The decision shocked the jury panel and JX calls the ruling “abominable.” JX said that the jury believed it was their province to determine if the facts met the law and that they felt very strongly that Valle’s trip  to Maryland to “case the joint” so to speak was an overt real-world step taken to kidnap a real victim. Valle identified her  as a potential target; organized a trip to go check out her place of residence and work; and then immediately reported his results to his cohorts on the cannibalism website. JX still feels that the jury got it right and is 100% confident that the jury followed the rules and made their determination based soley on the evidence.
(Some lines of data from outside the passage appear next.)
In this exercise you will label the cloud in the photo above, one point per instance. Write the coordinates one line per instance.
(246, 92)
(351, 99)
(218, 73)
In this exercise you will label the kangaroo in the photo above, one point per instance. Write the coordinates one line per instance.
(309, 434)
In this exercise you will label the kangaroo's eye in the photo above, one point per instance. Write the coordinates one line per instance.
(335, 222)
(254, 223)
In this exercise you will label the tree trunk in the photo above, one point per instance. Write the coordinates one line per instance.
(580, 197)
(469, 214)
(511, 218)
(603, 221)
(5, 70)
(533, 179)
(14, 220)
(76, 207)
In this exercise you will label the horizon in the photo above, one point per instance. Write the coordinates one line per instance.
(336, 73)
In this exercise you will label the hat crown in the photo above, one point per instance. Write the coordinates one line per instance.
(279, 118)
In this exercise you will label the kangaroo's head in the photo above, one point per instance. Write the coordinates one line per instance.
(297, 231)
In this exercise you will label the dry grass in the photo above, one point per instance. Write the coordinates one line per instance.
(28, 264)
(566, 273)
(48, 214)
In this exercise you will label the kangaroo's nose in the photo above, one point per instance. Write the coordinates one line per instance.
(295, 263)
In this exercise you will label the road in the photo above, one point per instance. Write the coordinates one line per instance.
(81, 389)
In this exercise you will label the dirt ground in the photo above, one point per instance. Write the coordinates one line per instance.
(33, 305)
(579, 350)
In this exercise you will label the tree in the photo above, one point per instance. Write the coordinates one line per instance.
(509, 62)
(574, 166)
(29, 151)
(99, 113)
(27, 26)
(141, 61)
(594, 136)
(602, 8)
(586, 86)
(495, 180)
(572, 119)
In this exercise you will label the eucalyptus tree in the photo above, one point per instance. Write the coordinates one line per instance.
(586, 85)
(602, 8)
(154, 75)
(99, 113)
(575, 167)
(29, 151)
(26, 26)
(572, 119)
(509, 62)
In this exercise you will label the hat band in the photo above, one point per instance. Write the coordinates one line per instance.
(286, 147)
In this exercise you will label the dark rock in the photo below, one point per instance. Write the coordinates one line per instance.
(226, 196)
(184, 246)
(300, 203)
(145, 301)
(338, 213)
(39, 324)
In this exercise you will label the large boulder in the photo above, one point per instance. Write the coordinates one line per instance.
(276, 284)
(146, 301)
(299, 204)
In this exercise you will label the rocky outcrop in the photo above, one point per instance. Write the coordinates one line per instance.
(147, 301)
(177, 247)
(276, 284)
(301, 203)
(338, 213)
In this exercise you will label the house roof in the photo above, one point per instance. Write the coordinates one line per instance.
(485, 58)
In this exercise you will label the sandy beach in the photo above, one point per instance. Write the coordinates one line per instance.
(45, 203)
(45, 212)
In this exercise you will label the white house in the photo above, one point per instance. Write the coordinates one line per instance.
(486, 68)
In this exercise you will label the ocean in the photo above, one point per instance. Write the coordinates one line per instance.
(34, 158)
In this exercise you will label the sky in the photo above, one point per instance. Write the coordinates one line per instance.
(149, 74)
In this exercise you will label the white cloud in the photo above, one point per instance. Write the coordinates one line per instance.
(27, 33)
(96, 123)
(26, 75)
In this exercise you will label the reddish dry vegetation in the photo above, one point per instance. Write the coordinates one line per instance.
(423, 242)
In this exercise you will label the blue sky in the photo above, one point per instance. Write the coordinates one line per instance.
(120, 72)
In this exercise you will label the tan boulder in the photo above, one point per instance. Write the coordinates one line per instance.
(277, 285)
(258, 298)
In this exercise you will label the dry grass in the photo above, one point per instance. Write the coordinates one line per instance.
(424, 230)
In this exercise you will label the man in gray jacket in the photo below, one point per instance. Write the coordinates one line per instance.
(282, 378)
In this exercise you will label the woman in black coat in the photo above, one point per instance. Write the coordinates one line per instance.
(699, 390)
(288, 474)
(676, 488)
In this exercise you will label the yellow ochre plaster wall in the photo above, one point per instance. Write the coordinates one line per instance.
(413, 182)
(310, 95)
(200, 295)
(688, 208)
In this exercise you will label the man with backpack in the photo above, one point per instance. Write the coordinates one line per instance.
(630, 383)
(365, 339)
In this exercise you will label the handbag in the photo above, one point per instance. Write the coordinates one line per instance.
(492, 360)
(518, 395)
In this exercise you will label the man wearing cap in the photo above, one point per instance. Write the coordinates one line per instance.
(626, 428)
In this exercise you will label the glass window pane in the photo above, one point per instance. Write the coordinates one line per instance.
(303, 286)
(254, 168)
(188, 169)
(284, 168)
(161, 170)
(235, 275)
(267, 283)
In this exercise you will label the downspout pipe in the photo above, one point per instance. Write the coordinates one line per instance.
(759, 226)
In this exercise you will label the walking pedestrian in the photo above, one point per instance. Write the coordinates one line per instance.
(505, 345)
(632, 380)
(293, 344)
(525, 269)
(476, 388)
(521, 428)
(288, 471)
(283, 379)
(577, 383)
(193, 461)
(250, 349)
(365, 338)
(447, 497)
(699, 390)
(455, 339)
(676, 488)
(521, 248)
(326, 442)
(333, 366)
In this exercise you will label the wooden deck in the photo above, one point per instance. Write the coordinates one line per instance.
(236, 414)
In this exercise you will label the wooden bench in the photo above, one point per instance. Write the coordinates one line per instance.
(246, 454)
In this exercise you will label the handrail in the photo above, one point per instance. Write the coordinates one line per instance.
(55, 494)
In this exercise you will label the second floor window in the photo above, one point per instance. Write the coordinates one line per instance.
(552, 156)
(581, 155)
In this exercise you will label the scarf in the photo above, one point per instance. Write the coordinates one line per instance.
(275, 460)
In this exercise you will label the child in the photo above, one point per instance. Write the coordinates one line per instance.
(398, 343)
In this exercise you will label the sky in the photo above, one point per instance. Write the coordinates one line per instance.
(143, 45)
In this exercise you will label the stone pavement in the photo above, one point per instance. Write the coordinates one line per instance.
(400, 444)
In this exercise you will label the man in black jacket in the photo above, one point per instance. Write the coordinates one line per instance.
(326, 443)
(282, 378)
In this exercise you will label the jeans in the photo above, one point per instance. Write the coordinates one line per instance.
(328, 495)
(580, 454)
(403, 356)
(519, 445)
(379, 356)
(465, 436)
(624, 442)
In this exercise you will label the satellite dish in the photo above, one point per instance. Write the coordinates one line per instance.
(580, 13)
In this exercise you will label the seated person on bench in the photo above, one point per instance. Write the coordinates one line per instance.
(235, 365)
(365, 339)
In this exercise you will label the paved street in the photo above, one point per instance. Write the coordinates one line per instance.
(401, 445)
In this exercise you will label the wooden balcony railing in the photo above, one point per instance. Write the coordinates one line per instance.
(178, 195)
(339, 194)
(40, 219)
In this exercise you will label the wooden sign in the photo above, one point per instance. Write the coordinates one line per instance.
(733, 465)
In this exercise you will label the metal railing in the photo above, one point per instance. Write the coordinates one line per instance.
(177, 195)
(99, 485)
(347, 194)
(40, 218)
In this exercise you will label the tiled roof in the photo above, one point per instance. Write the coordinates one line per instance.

Conclusion:  While JX said the judge’s ruling left JX with a bitter taste in the mouth, JX relished the jury experience; one JX had long dreaded. JX said that working with a cohesive group on such an important issue – a person’s freedom –  was strenuous, challenging and rewarding. It is unusual for the trial judge to wait this long to reverse a conviction but then again, Valle was still convicted of one count and therefore would likely have served this amount of time anyway. But the court had the power at the end of the government’s case or at the end of all the evidence to dismiss the conspiracy count if he believed that as a matter of law there was insufficient evidence to sustain it. It certainly must be extraordinarily frustrating for the jurors, having sat through a long and difficult trial, to have their verdict overturned.

Trial lawyers can learn alot from the many points JX raised in the conversation with me.  The importance of making a connection with jurors; of having a roadmap to explain your proof; of recognizing that it is hard for jurors not to impugn your personality onto your client, etc etc.The case is up on appeal and the Second Circuit will have to decide if Judge Gardephe did the right thng under the law or overstepped his bounds. In the meanwhile two others who chatted with Valle in DarkFetishNet.com – Michael Van Hise and Christopher Asch – were convicted of Conspiracy  to Commit Kidnapping. Their lawyers are waiting for Judge Gardephe to rule on their dismissal motions as well.